Оказывая поддержку Белой книге, Делор должен был «проглотить» большие, чем ему хотелось бы, дозы де­регулирования. Госпоже Тэтчер, напротив, более всего нравились положения о либерализации финансовых ус­луг. Она ворчала насчет того, что меры, предусматривае­мые в разделах о пограничном контроле и косвенных на­логах, способны подорвать национальный суверенитет.

-111-

Вскоре она жаловалась, что Кокфилд стал жертвой «чу­жого влияния». «Кокфилд утратил любовь Тэтчер и заво­евал любовь Делора», — вспоминает ее дипломатический советник Чарльз Пауэлл.

Единый рынок Тэтчер считала самоцелью. Для Дело­ра же и Кокфидда, как разъяснялось в заключительных по­ложениях Белой книги, единый рынок был только средст­вом достижения цели. «Как таможенный союз должен был предшествовать экономической интеграции, точно так же экономическая интеграция должна предшествовать евро­пейскому единству». В 1993 году, выступая на француз­ском радио, Делор говорил, с некоторым преувеличением, что «если бы задача сводилась к созданию единого рынка, я не пошел бы в 1985 году на эту работу. Мы здесь не для того, чтобы создавать единый рынок — это меня не интере­сует, — а для того, чтобы создать политический союз».

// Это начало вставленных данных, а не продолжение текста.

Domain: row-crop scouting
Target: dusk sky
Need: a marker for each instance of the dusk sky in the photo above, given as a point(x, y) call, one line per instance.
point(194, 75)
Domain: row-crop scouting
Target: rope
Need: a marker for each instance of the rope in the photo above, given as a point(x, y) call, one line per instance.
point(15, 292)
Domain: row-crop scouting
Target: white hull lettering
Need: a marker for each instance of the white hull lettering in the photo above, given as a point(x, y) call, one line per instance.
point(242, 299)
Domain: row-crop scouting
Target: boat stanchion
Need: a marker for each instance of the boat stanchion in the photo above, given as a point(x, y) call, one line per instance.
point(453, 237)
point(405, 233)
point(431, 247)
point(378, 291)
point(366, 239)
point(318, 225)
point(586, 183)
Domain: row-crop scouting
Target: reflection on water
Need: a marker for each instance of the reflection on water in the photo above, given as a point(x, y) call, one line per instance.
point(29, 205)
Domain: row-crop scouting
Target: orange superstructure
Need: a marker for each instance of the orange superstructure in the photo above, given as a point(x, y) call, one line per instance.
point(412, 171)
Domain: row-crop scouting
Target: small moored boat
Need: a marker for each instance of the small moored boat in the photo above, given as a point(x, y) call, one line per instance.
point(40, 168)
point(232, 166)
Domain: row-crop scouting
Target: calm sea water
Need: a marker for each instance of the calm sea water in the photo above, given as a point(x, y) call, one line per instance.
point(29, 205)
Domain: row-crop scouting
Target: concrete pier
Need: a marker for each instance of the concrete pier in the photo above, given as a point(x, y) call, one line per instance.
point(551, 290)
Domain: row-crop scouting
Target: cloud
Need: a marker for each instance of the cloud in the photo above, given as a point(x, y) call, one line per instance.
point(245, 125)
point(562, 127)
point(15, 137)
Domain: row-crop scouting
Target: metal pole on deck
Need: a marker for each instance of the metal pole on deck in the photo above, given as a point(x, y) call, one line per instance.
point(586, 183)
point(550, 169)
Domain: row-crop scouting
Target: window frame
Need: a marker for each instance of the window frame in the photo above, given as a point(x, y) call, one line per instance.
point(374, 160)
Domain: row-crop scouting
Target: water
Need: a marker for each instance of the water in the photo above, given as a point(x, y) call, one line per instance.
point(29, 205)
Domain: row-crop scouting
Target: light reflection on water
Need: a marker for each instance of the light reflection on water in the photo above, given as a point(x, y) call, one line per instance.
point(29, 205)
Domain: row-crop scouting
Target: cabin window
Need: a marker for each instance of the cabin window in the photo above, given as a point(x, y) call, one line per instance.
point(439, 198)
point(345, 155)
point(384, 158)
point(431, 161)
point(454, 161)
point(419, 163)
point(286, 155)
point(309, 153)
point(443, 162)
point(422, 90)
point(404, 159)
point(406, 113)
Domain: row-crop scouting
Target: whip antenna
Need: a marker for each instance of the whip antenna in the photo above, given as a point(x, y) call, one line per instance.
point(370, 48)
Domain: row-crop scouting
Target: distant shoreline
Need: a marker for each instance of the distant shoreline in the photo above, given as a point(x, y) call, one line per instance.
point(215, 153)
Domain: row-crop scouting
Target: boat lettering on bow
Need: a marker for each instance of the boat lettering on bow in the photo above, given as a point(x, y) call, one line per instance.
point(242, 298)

Возможно, единый рынок и не интересовал Делора, но он разглядел стратегическое значение этого начина­ния, способного получить поддержку сил, представляю­щих почти все оттенки политического спектра. Делор предвидел, что он будет иметь не только экономические, но и политические последствия. Как только в программе Сообщества появится такая амбициозная задача, давле­ние в пользу институциональной реформы станет расти. Лучше многих британских политиков Делор понимал, что, если европейские страны хотят иметь эффективно работающий рынок с честной конкуренцией и без нацио­нального протекционизма, они должны будут передать Сообществу значительную часть своего суверенитета.